À ce stade, Vidal de Lablache et ses partisans ont insisté sur le possibilisme et ont déclaré que l'homme n'était pas un agent passif gouverné par les forces de la nature qui jouent leur rôle et déterminent le destin de l'homme et façonnent la société humaine. À cette fin, un grand nombre d’études au niveau micro-économique ont été menées. Il s’agissait d’une approche régionale et la géographie est ainsi devenue une science «idiographique» ou «régionale». Dans la terminologie de Kuhn, géomorphologie et déterminisme représentaient la première phase du paradigme en géographie (Fig. 10.1). Le déterminisme, cependant, a eu une courte vie et a été remplacé par le possibilisme et l’École française de géographie régionale. Les possibilistes ont développé l’approche selon laquelle il est d’une importance capitale de comprendre une société et son habitat.

Bien que le possibilisme et l’école géographique régionale aient mis au point de nouveaux paradigmes et soient devenus très populaires, ceux-ci n’ont pas pu supprimer totalement le modèle déterministe. Ainsi, le modèle explicatif déterministe a survécu côte à côte avec le possibilisme. Kuhn a qualifié cette période de "phase révolutionnaire".

Après la tradition vidalienne, la principale préoccupation des géographes est devenue l’étude des régions. George Chabot est allé jusqu'à dire que «la géographie régionale est le centre autour duquel tout converge». La géographie régionale s'est épanouie en France et s'est diffusée dans les pays voisins. Mais, par la suite, cette approche est également devenue insuffisante pour expliquer la personnalité régionale et, par conséquent, une période de crise dans la discipline est apparue. Il a entraîné une révolution quantitative et une approche fonctionnelle en géographie. Maintenant, les géographes ont commencé à utiliser plus de modèles, en particulier dans le domaine de la géographie humaine. Beaucoup d'entre eux ont fortement plaidé pour une analyse système.

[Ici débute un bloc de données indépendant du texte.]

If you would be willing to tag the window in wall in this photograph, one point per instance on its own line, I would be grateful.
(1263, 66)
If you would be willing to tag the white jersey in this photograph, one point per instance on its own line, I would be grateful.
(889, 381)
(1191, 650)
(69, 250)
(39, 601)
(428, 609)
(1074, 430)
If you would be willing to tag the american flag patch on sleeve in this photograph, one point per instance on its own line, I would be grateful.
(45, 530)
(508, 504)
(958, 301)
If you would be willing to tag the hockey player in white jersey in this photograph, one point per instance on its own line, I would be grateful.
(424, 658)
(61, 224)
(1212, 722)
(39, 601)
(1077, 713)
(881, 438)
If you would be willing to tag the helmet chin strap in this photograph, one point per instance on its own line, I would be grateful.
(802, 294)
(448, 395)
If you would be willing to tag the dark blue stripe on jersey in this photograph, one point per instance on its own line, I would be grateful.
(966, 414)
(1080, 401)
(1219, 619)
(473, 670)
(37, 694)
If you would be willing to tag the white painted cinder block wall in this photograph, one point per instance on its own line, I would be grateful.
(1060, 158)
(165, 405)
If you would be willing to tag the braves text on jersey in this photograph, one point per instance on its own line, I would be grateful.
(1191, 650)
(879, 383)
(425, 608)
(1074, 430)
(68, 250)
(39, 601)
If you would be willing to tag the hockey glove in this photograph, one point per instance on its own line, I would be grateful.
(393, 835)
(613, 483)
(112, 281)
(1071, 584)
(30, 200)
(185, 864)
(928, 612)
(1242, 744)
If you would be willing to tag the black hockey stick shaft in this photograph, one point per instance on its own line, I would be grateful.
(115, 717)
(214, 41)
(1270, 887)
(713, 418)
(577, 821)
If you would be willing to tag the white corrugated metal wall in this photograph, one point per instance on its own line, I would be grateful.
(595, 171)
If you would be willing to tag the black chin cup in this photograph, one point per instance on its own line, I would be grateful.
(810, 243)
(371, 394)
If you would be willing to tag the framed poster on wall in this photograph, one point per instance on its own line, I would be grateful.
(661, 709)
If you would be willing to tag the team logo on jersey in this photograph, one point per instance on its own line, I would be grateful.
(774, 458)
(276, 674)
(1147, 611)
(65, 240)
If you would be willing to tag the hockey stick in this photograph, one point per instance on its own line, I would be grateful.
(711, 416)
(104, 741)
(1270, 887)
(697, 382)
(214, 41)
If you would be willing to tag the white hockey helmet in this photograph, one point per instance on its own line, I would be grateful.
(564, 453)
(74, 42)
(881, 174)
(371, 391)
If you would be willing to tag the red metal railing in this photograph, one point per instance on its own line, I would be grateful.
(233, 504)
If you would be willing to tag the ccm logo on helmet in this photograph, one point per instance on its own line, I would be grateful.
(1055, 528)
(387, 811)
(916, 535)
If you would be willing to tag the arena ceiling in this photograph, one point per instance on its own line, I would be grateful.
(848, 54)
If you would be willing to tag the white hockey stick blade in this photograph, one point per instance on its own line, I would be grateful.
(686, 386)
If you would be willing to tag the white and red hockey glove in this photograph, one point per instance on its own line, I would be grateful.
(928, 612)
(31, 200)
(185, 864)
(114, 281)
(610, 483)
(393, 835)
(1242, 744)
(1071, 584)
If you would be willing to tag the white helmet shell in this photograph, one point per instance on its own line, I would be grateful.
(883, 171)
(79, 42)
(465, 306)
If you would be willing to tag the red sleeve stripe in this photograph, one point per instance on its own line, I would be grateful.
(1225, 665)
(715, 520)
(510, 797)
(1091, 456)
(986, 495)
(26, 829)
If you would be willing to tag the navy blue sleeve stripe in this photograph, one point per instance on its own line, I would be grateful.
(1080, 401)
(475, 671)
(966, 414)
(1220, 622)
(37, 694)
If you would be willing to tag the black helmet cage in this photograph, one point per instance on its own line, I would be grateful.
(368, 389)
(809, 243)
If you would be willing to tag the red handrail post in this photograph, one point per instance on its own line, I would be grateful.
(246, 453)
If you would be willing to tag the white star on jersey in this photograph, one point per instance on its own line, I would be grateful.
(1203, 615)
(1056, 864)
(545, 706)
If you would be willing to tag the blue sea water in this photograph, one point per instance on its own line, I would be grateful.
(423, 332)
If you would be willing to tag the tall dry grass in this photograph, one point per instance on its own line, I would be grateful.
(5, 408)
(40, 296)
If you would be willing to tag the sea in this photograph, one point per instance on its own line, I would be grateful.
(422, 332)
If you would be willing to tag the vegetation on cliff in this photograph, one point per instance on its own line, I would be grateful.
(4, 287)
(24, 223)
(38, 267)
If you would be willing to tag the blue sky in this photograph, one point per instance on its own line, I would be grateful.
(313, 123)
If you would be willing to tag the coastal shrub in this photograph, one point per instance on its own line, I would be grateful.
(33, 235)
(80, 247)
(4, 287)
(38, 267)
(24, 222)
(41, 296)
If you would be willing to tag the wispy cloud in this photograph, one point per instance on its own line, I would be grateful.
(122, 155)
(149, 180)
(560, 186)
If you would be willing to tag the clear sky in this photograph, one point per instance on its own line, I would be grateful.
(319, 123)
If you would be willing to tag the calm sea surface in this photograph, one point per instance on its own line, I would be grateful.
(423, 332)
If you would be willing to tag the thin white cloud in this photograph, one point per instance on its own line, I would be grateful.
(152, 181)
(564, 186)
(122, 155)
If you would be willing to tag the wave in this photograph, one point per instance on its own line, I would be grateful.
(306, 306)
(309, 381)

De la description donnée ci-dessus à propos du développement de paradigmes géographiques, de modèles, de lois et de théories, on peut en déduire que des révolutions complètes en géographie n’ont pas eu lieu. De nombreuses écoles de pensée marchent côte à côte à la recherche de nouveaux paradigmes pouvant aider à déterminer la personnalité géographique d'une région. Les géographes se divisent dans la catégorie des positivistes, pragmatiques, phénoménologues, existentialistes, idéalistes, réalistes et matérialistes dialectiques. C'est une phase de crise avec la révolution qui mènera à une nouvelle phase de paradigme.